By Noel ‘Bravo’ Francis, Special to TrackAlerts.Com
Many persons often wonder what the secret formula behind Jaheel Hyde’s success on the track is. He answers that question emphatically by demonstrating over time that the difference between himself and his competitors when faced with defining moments is his mental fortitude. He possesses nerves of steel and exudes a calm composure in races when others around him are wilting under the pressure of doing well.
He is without doubt one of the most exciting junior talents to come out of Jamaica since the great Usain Bolt. His meteoric rise on the international stage started in 2013 when he won gold in the 110m hurdles at the 8th IAAF World Youth Championships. The following year, over a 30-day period between July and August, the Wolmerian went on to claim gold medals at the World Junior Games in the 400m hurdles in the United States and in the 110m hurdles at the 2nd Youth Olympics in China.
The Wolmerian’s road map to success has been one of disappointment, perseverance and triumph. Hyde started his ‘Champs’ career as a quarter-miler in 2010, failing to advance beyond the semi-finals. The following year, his second in Class 3, he switched to the 100m hurdles where he won the silver medal.
In 2012, success eluded him again and he had to wait until ‘Champs 2013’ to visit the podium when he was a double silver medallist in the 400m and 110m hurdles in his second year in Class 2. In 2014, Hyde brimming with confidence from his World Youth crown in the 110m hurdles became king of his craft at ‘Champs’ by capturing gold medals in the Class 1 110m hurdles and 400m hurdles open.
Recently, I had a very interesting interview with Jaheel Hyde about how his life, track career and his plans for 2015 and the Olympic Games in Rio de Janeiro.

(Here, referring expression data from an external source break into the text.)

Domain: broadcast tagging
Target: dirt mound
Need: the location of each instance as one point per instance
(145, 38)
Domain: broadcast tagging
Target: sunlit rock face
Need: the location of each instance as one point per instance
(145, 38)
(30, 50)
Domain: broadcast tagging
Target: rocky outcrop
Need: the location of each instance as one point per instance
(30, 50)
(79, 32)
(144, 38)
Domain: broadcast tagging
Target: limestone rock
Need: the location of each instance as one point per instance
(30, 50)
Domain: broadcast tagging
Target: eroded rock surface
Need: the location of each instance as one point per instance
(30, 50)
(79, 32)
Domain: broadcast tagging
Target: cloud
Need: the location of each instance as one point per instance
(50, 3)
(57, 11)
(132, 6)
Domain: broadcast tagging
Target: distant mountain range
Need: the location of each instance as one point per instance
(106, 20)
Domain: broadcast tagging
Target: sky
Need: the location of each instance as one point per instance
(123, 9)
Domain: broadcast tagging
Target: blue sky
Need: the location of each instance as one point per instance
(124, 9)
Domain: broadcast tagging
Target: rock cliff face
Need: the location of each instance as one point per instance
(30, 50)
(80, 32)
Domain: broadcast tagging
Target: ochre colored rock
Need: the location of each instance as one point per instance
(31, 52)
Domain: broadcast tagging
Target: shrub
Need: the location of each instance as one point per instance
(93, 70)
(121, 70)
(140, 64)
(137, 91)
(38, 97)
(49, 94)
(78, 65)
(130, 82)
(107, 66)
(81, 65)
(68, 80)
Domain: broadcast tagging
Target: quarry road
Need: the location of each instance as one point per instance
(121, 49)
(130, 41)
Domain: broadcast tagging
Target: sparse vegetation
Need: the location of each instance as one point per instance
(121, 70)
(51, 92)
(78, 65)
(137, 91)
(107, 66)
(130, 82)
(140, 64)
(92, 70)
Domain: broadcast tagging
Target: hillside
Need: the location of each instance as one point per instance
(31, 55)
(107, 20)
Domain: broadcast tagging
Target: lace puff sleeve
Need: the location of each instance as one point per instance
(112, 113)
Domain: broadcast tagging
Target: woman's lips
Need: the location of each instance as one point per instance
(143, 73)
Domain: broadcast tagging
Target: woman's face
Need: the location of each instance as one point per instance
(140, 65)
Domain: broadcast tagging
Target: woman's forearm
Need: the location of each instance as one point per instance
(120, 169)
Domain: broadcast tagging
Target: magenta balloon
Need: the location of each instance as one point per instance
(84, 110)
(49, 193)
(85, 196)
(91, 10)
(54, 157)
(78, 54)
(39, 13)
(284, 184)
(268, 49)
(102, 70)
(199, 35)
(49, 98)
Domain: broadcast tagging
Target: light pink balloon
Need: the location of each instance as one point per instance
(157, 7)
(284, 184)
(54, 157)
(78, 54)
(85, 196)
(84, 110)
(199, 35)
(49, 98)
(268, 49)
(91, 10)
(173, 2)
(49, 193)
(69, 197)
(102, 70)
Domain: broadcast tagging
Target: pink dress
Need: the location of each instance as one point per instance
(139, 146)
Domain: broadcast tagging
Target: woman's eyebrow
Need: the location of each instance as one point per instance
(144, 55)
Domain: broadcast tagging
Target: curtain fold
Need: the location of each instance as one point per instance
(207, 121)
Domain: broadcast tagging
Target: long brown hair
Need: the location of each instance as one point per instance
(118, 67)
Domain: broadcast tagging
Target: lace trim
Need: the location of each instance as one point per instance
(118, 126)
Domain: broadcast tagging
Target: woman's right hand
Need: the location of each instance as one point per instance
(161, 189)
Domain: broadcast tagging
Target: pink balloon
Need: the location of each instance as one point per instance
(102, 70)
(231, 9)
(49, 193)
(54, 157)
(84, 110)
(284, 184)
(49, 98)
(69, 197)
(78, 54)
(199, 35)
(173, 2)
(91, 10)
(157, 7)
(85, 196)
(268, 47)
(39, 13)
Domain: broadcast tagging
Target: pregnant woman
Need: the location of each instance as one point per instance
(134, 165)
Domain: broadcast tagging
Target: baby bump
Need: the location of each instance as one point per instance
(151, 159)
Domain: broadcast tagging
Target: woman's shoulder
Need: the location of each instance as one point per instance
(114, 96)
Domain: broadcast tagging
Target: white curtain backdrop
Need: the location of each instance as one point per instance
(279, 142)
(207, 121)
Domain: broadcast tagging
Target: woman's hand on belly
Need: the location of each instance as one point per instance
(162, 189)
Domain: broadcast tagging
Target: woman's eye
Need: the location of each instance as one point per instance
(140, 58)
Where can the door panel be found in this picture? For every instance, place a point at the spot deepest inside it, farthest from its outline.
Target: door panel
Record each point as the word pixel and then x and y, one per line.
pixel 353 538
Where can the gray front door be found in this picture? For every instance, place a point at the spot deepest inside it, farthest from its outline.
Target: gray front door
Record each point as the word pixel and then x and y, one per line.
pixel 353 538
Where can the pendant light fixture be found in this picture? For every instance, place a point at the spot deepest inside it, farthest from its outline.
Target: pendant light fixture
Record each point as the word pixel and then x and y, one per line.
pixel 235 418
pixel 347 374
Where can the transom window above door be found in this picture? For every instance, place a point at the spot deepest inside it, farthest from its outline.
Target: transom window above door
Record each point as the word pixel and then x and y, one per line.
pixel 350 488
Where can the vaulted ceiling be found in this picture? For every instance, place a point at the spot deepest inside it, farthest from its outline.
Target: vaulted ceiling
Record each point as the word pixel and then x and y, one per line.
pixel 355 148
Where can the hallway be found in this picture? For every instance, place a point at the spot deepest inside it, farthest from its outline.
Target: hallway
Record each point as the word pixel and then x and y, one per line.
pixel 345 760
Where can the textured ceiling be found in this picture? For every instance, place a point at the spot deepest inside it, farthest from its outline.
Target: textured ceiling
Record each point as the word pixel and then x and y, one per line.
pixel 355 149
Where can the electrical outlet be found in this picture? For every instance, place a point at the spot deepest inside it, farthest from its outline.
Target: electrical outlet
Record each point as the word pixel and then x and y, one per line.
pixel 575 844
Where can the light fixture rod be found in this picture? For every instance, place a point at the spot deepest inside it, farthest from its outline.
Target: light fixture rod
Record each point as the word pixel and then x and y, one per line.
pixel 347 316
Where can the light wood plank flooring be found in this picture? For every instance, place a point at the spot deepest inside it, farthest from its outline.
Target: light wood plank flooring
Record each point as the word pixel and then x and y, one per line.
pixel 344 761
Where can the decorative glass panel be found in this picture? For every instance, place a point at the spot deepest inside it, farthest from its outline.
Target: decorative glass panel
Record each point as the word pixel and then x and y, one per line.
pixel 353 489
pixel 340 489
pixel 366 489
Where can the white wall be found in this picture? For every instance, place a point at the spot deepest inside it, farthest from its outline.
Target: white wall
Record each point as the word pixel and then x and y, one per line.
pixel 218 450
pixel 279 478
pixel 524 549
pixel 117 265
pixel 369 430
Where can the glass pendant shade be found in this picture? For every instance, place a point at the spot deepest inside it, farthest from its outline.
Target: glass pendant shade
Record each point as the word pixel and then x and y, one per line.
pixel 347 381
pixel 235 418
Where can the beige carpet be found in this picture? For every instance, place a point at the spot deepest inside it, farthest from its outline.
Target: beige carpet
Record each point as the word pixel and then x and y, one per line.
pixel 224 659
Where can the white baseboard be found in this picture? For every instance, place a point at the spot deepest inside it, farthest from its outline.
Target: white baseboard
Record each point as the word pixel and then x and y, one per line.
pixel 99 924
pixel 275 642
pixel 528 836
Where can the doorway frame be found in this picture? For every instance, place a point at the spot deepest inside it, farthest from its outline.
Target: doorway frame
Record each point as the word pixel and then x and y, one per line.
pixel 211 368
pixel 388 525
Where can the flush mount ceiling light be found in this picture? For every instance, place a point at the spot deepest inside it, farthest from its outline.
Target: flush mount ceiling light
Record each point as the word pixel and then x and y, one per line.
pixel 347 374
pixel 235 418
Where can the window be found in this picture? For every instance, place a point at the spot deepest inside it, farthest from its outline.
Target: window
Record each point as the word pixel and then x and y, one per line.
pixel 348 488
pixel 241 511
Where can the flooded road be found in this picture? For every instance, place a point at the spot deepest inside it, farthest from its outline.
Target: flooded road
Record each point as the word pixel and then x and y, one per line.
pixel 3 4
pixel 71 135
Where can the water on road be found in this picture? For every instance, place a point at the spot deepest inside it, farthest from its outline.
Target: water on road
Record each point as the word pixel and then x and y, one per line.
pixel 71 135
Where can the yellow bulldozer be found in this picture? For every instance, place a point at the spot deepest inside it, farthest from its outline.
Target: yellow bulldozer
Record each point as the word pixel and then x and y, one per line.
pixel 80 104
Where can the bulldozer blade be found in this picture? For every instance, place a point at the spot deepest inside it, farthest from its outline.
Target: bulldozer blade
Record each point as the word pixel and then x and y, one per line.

Question: What is your favourite meal?
Answer: “Stew Peas” and then he quickly added “without pork”.
Question: What is your inspirational motto?
Answer: “Anything is possible, I don’t think limits.” He disclosed this was a motivational speech driven into his psyche by his athletic hero Usain Bolt.
Question: Who is your favourite high school athlete and why?
Answer: “My favourite high school athlete is Jhevaughn Matherson of Kingston College. I admire his fluid sprinting motion and competitive spirit of never backing down from any challenge.”
Question: Did you expect to achieve so much (World Titles) in athletics in such a short time?
Answer: “Definitely, I put in the hard work and made the sacrifices.”
Question: What are your athletic ambitions for the next two years?
Answer: “I hope to make Jamaica’s 2015 World Championships team and win gold in the 400m hurdles at the 2016 Olympics”.
Question: “I get the feeling this is your final year competing at ‘Champs’. Is it?”
Answer: “Yes it is”.
Hyde likes to watch his favourite TV show Revenge and play FIFA during his spare time. He lists 1983 400m World Champion Bert Cameron as his mentor.
Many persons are heartened that Hyde’s incredible track and field talent has attracted a few business interests in recent times, which augurs well for other athletes following his example. Jaheel Hyde won the 2014 North America Central America Caribbean (NACAC) award for the Best Junior Athlete of the Year. He also won the Howard Aris Award for The Most Promising Male Athlete in 2014.
After conquering Jamaica, CARIFTA and the World at the junior level, Hyde will be hoping that his transition to the senior ranks is a seamless undertaking. His intention of having a successful career at the highest level is already in motion and as fans; we believe with Hyde that anything is possible. Best wishes to Jaheel Hyde as he continues to ascend to greatness.